Host-based replication
While the lines of distinction among data protection technologies such as backup, continuous data protection and replication have blurred, host-based replication can play a key role in your overall data protection strategy.
The lines between data replication and data protection software products are becoming blurred as storage managers wrestle with the familiar trinity of data protection: centralized backup, disaster recovery (DR) and business continuity. With some industry observers predicting a convergence of backup, continuous data protection (CDP) and data replication software in the next few years, choosing a host-level (server-based) data replication product has become much more complicated.
The similarities that host-level replication software products have with backup and CDP products contribute to the difficulty in understanding where one ends and the other begins. For instance, CA XOsoft's WANSync replication software suite includes options that could allow it to fit into all three of these categories. Its WANSync high-availability option (WANSyncHA) provides for automatic failover and DR for Exchange, SQL Server, Oracle and file-serving environments. Its Enterprise Rewinder option includes CDP functionality that provides point-in-time recoveries and lets users consolidate remote-office backup, while its WANSync Assured Recovery feature lets users perform DR testing on standby servers without disrupting their production servers.
Check out this chart that compares CDP, data protection, and replication software.
Yet there are caveats related to using host-level replication software instead of backup or CDP software.

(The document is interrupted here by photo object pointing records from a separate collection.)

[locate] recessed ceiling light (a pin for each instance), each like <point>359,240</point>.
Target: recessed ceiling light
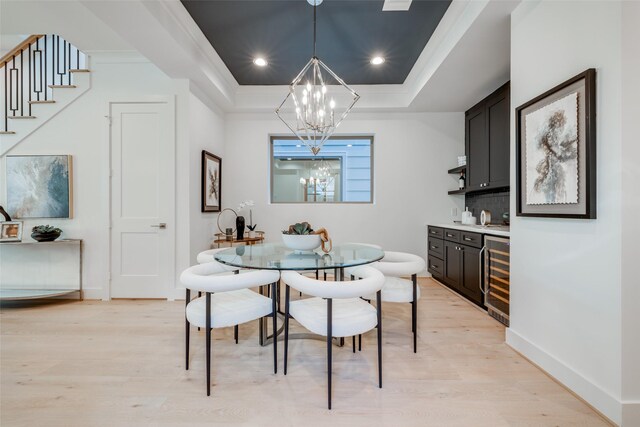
<point>260,62</point>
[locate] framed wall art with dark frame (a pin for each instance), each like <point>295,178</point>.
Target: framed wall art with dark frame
<point>556,151</point>
<point>211,182</point>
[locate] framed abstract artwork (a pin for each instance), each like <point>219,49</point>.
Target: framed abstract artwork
<point>556,151</point>
<point>211,182</point>
<point>40,186</point>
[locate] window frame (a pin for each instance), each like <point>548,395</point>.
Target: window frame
<point>369,137</point>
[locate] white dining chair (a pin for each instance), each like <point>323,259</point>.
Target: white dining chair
<point>396,289</point>
<point>335,310</point>
<point>209,256</point>
<point>227,301</point>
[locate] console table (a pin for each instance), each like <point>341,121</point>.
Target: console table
<point>221,240</point>
<point>30,270</point>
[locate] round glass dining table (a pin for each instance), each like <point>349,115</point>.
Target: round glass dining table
<point>276,256</point>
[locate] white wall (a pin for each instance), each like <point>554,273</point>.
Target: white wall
<point>566,274</point>
<point>411,152</point>
<point>206,133</point>
<point>630,207</point>
<point>82,131</point>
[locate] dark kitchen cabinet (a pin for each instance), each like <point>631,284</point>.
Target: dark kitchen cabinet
<point>454,259</point>
<point>487,142</point>
<point>470,276</point>
<point>452,265</point>
<point>477,148</point>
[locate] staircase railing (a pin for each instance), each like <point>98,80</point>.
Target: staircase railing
<point>33,69</point>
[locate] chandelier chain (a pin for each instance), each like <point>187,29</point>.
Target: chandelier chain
<point>314,29</point>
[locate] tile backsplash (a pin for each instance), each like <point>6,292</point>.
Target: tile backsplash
<point>496,202</point>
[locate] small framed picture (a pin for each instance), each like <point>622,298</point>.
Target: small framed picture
<point>11,231</point>
<point>556,151</point>
<point>211,182</point>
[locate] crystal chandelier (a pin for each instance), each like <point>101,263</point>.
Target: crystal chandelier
<point>316,100</point>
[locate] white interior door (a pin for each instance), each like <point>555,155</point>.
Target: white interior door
<point>142,199</point>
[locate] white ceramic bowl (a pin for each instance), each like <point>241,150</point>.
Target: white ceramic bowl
<point>298,242</point>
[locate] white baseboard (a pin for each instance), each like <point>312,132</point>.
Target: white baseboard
<point>630,414</point>
<point>95,293</point>
<point>593,394</point>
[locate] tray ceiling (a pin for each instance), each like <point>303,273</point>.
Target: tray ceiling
<point>349,34</point>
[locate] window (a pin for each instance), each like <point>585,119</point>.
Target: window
<point>341,173</point>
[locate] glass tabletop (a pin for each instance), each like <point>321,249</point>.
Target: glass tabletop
<point>276,256</point>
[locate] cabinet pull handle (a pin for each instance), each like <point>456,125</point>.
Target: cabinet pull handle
<point>480,272</point>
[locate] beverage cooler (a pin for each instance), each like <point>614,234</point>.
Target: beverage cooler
<point>496,277</point>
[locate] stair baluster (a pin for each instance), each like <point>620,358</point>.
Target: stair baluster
<point>32,70</point>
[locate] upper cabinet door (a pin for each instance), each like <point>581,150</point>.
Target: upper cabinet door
<point>497,110</point>
<point>477,148</point>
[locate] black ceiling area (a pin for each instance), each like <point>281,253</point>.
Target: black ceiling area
<point>349,34</point>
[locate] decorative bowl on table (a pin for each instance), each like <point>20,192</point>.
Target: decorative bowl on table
<point>302,242</point>
<point>45,233</point>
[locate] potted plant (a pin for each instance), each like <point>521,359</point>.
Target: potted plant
<point>240,224</point>
<point>300,237</point>
<point>45,233</point>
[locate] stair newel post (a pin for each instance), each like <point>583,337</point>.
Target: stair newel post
<point>44,84</point>
<point>69,62</point>
<point>6,95</point>
<point>30,63</point>
<point>21,82</point>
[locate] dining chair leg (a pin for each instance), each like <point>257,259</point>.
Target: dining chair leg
<point>208,340</point>
<point>414,312</point>
<point>274,315</point>
<point>286,327</point>
<point>329,347</point>
<point>187,329</point>
<point>379,328</point>
<point>199,295</point>
<point>262,336</point>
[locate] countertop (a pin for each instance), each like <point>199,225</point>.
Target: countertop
<point>494,230</point>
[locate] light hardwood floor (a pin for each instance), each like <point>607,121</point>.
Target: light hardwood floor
<point>121,363</point>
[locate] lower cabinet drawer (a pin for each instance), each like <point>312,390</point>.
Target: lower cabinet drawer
<point>471,239</point>
<point>436,247</point>
<point>451,235</point>
<point>436,266</point>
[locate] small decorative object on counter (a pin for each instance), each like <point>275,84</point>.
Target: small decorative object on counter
<point>505,218</point>
<point>5,214</point>
<point>485,217</point>
<point>251,226</point>
<point>239,227</point>
<point>10,231</point>
<point>466,216</point>
<point>45,233</point>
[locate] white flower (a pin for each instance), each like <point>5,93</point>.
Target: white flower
<point>245,204</point>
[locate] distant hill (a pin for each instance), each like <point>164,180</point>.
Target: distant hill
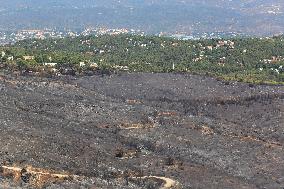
<point>256,17</point>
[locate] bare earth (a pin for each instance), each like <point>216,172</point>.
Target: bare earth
<point>140,130</point>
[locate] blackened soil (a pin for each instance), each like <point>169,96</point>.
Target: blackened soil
<point>111,130</point>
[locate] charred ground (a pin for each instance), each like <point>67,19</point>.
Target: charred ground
<point>142,130</point>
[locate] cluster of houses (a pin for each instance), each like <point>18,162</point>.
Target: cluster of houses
<point>273,60</point>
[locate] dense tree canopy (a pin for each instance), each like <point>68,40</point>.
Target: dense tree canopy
<point>257,60</point>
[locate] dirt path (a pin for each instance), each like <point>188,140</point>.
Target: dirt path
<point>169,183</point>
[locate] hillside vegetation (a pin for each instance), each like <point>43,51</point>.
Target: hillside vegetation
<point>254,60</point>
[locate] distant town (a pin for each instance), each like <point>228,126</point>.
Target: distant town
<point>10,37</point>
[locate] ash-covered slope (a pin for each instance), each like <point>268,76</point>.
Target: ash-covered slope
<point>142,131</point>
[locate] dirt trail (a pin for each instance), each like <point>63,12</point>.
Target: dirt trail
<point>198,131</point>
<point>169,183</point>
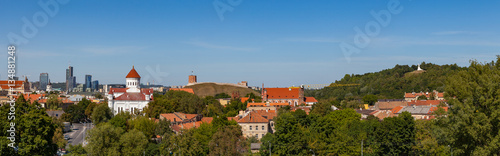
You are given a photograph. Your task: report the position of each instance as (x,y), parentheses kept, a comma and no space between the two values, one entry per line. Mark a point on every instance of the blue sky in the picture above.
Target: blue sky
(279,43)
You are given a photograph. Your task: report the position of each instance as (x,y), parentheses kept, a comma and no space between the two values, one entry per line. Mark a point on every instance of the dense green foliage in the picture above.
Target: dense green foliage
(473,123)
(390,83)
(34,129)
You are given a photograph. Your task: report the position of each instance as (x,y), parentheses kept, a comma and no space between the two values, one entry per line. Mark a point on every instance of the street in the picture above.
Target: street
(78,133)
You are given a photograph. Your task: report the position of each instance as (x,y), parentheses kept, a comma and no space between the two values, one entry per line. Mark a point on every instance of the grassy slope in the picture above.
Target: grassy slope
(389,83)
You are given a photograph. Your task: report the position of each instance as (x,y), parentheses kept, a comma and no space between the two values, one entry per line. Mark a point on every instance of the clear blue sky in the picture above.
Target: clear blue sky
(279,43)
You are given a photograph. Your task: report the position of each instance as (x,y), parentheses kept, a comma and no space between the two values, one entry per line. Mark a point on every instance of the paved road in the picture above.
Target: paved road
(78,133)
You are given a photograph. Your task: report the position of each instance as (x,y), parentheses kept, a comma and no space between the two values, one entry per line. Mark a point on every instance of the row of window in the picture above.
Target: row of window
(257,127)
(132,83)
(257,135)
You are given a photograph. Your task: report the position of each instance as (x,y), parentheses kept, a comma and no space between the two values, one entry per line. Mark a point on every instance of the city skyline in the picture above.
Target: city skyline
(268,42)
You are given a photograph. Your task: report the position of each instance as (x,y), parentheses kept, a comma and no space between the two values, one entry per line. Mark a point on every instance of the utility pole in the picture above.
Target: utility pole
(361,147)
(269,148)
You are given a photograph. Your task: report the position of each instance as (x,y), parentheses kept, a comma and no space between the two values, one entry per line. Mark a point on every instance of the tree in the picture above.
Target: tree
(163,127)
(339,132)
(227,141)
(58,138)
(120,120)
(53,102)
(101,113)
(473,120)
(396,135)
(321,108)
(104,139)
(184,144)
(77,150)
(145,125)
(36,133)
(133,143)
(422,97)
(370,99)
(286,140)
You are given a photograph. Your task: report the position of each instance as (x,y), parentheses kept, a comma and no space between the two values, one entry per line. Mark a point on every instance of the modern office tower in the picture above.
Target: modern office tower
(88,82)
(95,85)
(70,79)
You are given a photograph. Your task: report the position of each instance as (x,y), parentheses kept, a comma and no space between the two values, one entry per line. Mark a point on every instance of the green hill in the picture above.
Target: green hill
(211,89)
(389,83)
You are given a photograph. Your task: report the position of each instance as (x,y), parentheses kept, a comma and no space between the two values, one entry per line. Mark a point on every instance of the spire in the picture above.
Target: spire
(133,74)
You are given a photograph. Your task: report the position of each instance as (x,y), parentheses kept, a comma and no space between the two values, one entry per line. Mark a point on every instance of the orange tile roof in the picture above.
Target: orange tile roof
(244,99)
(282,93)
(233,118)
(411,95)
(396,109)
(441,95)
(189,90)
(4,84)
(424,102)
(279,104)
(178,117)
(269,114)
(207,119)
(253,118)
(391,104)
(310,99)
(256,104)
(432,109)
(31,97)
(133,74)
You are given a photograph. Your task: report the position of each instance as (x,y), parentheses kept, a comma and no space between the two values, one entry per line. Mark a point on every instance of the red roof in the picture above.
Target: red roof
(244,99)
(432,109)
(133,74)
(132,97)
(189,90)
(4,84)
(253,118)
(397,109)
(179,117)
(310,99)
(282,93)
(256,104)
(424,102)
(123,90)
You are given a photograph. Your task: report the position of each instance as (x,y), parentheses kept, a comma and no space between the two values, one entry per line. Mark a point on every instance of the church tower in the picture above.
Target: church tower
(133,81)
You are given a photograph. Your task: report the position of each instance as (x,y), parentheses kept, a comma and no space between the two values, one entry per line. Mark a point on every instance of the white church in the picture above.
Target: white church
(131,99)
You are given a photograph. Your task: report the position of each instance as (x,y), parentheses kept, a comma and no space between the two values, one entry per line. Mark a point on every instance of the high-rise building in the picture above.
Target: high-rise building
(88,82)
(70,79)
(95,85)
(44,81)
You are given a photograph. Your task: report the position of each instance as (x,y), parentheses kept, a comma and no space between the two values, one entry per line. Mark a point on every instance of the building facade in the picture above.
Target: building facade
(70,79)
(44,81)
(88,82)
(131,99)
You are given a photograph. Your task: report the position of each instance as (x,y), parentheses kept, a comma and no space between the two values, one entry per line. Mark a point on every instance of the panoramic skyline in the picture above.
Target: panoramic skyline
(271,42)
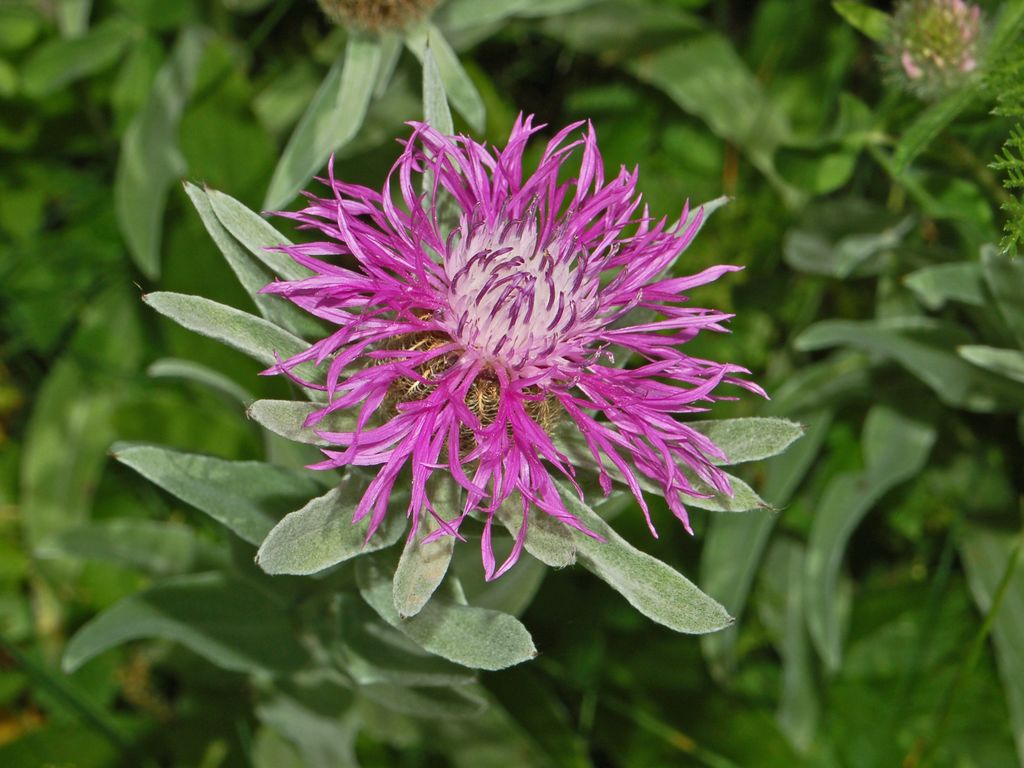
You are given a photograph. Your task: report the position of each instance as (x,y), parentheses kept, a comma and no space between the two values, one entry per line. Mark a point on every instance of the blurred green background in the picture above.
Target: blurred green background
(881,610)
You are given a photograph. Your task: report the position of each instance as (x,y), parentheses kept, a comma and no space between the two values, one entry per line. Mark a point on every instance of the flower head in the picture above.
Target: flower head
(463,348)
(375,15)
(934,45)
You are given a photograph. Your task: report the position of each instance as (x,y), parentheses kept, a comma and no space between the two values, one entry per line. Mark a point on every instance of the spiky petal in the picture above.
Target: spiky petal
(460,346)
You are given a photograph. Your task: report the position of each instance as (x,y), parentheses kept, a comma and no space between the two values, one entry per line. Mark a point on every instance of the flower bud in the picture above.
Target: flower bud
(376,15)
(934,45)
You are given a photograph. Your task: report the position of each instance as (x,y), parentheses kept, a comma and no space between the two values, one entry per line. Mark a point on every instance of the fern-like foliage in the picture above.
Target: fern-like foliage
(1007,81)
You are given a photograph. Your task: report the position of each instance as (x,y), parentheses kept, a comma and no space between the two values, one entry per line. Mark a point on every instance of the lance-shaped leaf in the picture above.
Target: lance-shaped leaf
(323,535)
(423,564)
(473,637)
(435,109)
(458,85)
(196,372)
(256,233)
(247,497)
(224,620)
(254,336)
(752,438)
(252,276)
(547,540)
(333,119)
(286,418)
(650,586)
(152,546)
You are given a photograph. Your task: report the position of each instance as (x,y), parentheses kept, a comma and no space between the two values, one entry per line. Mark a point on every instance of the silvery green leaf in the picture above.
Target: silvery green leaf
(547,540)
(151,160)
(733,544)
(427,702)
(322,534)
(1009,363)
(247,497)
(254,336)
(333,119)
(375,652)
(224,620)
(435,109)
(423,565)
(257,235)
(895,450)
(937,284)
(189,371)
(151,546)
(650,586)
(461,91)
(473,637)
(743,498)
(750,439)
(252,276)
(921,349)
(391,48)
(286,418)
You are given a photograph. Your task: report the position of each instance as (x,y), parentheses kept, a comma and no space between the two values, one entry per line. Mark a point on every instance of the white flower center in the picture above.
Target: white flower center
(511,302)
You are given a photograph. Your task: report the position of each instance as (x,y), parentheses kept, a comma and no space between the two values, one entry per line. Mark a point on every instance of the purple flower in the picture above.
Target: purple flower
(464,349)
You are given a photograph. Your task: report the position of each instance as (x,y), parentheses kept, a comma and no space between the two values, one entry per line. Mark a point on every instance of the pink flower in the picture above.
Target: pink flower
(463,347)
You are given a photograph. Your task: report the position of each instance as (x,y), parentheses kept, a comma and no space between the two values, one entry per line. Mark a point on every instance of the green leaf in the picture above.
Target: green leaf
(150,160)
(751,438)
(896,448)
(987,555)
(871,22)
(256,233)
(322,534)
(223,620)
(374,652)
(333,119)
(939,284)
(930,124)
(457,83)
(286,418)
(157,548)
(916,347)
(1005,278)
(422,566)
(706,77)
(743,498)
(251,275)
(473,637)
(650,586)
(317,719)
(427,702)
(60,61)
(435,109)
(247,497)
(175,369)
(1009,363)
(733,544)
(254,336)
(799,707)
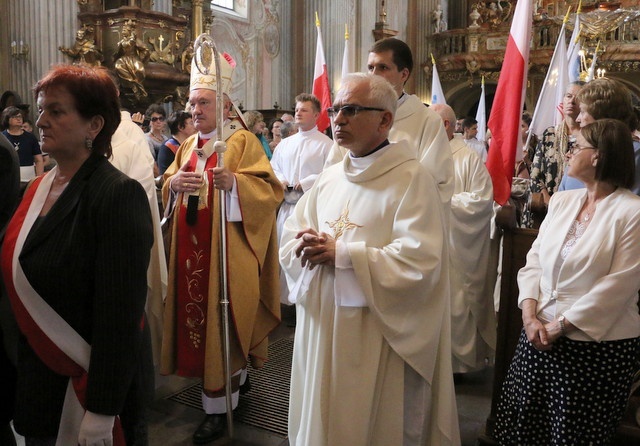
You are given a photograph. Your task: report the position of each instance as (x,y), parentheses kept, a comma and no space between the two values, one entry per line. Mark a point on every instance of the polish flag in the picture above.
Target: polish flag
(481,115)
(346,58)
(506,112)
(437,95)
(321,82)
(548,111)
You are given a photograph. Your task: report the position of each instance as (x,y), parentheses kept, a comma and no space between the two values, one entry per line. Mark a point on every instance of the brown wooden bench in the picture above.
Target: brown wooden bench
(516,245)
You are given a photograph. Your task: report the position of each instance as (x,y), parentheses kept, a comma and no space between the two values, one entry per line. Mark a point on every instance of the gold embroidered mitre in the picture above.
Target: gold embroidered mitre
(203,67)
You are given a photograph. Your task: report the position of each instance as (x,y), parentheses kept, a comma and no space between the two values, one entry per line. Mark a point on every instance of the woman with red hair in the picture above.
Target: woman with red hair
(75,264)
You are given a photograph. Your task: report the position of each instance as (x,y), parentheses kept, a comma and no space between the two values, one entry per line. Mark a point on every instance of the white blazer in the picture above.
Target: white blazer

Not all host-level replication software products catalog or track the copied versions of replicated data. This necessitates the continued use of backup software at the central site to maintain older copies of the replicated data. Vendors' definitions and deployments of CDP also differ. Steve Duplessie, founder and senior analyst at Milford, MA-based Enterprise Strategy Group, refers to the features of products like EMC Corp.'s RepliStor as "kCDP" or "kinda CDP" because while they let users create multiple point-in-time data snapshots, they differ from true CDP functionality where each write I/O is journaled and users can recover data from any specified point in time.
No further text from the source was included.